The most frequently assigned modules were the work location (33%), solvent (20%), farming and food industry (19%), and dry cleaning and textile industry (6.4%) modules. In the reliability subset, the algorithm assignment had an exact match to the expert consensus-assigned module for 722 (57.7%) of the 1251 jobs. Overall, adjusted for the proportion of jobs in each stratum, we estimated that 86% of the algorithm-assigned modules would result in no information loss, 2% would have low information loss, and 12% would have medium to high information loss. Medium to high information loss occurred for <10% of the jobs assigned the generic solvent module and for 21, 32, and 31% of the jobs assigned the work location module with location responses of 'someplace else', 'factory', and 'don't know', respectively. Other work location responses had ≤8% with medium to high information loss because of redirections to other modules. Medium to high information loss occurred more frequently when a job description matched with multiple keywords pointing to different modules (29-69%, depending on the triggered assignment rule).
These evaluations demonstrated that automatically assigned modules can reliably reproduce an expert's module assignment without the direct involvement of an industrial hygienist or interviewer. The feasibility of adapting this framework to other studies will be language- and exposure-specific.
在基于社区的流行病学研究中,特定工作和行业的“模块”常被用于系统获取受试者工作任务的详细信息。模块分配通常由访谈者进行,而访谈者可能缺乏足够的职业卫生知识来分配正确的模块。在亚洲淋巴瘤病例对照研究(“AsiaLymph”)的背景下,我们评估了一种在计算机辅助个人访谈期间提供自动、实时模块分配的算法的性能。
AsiaLymph的职业部分始于一份包含自由文本回答的终生职业史问卷以及三个溶剂暴露筛查问题。为了将每份工作分配到23个特定研究模块中的一个,一种算法使用特定模块的关键词列表自动搜索对“职位名称”和“雇主生产的产品或提供的服务”问题的自由文本回答,该列表包含超过5800个英文、繁体中文和简体中文关键词。当关键词匹配触发多个模块时,使用分层决策规则。如果未识别到关键词匹配,若受试者对三个溶剂筛查问题中的任何一个回答“是”,则分配一个通用溶剂模块。如果这些问题的回答均为“否”,则分配一个工作地点模块,该模块会根据地点回答将受试者重定向到农业、教学、卫生专业人员、溶剂或行业溶剂模块,或者结束该工作的问题。我们进行了一项可靠性评估,将算法分配的模块与两名工业卫生学家针对使用特定模块分层的分层随机选择程序从11409份工作中选出的1251份工作子集达成的一致模块分配进行比较。卫生学家对算法与一致分配之间不一致的分配(483份工作)进行了定性审查,以评估使用算法分配的模块因遗漏问题而可能损失的信息(无、低、中、高)。
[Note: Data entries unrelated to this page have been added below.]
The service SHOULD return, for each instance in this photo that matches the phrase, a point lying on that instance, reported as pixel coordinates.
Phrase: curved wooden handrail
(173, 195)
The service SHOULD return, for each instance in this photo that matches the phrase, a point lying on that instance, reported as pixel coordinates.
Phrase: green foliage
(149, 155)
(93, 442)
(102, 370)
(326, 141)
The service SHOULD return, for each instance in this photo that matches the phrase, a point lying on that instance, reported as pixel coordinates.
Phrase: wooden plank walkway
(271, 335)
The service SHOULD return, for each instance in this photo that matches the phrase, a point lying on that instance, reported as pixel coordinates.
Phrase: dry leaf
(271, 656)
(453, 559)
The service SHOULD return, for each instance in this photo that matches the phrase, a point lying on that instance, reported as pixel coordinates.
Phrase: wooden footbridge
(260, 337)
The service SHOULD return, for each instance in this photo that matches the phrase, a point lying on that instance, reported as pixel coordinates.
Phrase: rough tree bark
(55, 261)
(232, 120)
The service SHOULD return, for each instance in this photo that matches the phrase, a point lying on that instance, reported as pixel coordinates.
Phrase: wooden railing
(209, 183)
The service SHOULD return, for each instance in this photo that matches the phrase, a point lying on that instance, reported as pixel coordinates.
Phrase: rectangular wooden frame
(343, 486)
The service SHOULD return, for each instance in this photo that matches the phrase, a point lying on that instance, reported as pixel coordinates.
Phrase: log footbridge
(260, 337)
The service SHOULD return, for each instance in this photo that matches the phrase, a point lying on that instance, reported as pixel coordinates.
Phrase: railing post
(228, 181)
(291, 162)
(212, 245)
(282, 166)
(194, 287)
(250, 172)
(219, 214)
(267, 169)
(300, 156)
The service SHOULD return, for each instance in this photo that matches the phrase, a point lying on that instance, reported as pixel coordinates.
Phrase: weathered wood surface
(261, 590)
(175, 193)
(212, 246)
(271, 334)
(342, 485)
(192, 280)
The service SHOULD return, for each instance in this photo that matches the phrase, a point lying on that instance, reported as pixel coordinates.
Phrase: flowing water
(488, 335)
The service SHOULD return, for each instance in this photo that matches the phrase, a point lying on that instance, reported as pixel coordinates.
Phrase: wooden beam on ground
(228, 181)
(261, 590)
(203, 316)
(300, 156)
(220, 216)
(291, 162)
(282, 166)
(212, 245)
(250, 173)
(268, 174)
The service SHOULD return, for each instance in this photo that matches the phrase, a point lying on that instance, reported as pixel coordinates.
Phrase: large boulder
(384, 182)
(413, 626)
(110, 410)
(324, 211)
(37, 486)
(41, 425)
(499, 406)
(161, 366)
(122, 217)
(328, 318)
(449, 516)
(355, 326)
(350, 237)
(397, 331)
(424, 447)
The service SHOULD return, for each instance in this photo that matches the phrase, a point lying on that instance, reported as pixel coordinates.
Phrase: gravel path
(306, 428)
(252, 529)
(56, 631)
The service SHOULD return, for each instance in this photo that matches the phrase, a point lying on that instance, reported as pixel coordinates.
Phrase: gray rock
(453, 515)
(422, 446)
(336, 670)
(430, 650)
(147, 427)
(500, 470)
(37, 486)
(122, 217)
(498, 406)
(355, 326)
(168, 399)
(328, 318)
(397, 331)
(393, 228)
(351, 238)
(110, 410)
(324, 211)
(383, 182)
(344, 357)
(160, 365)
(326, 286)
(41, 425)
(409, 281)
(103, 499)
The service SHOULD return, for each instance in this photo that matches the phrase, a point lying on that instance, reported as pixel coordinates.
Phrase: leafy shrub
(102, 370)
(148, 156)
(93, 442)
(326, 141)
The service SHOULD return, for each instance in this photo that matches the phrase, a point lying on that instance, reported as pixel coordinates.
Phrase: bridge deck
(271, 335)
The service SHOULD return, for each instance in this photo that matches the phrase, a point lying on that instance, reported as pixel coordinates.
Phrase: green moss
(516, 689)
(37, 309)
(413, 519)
分配最频繁的模块是工作地点模块(33%)、溶剂模块(20%)、农业和食品行业模块(19%)以及干洗和纺织行业模块(6.4%)。在可靠性子集中,算法分配与专家一致分配的模块在1251份工作中的722份(57.7%)上完全匹配。总体而言,根据各层工作的比例进行调整后,我们估计算法分配的模块中有86%不会导致信息损失,2%会有低信息损失,12%会有中到高信息损失。对于分配通用溶剂模块的工作,<10%出现中到高信息损失;对于分配工作地点模块且地点回答为“其他地方”、“工厂”和“不知道”的工作,分别有21%、32%和31%出现中到高信息损失。由于重定向到其他模块,其他工作地点回答出现中到高信息损失的比例≤8%。当工作描述与指向不同模块的多个关键词匹配时,中到高信息损失更频繁出现(29 - 69%,取决于触发的分配规则)。
这些评估表明,自动分配的模块能够在无需工业卫生学家或访谈者直接参与的情况下可靠地重现专家的模块分配。将此框架应用于其他研究的可行性将因语言和暴露情况而异。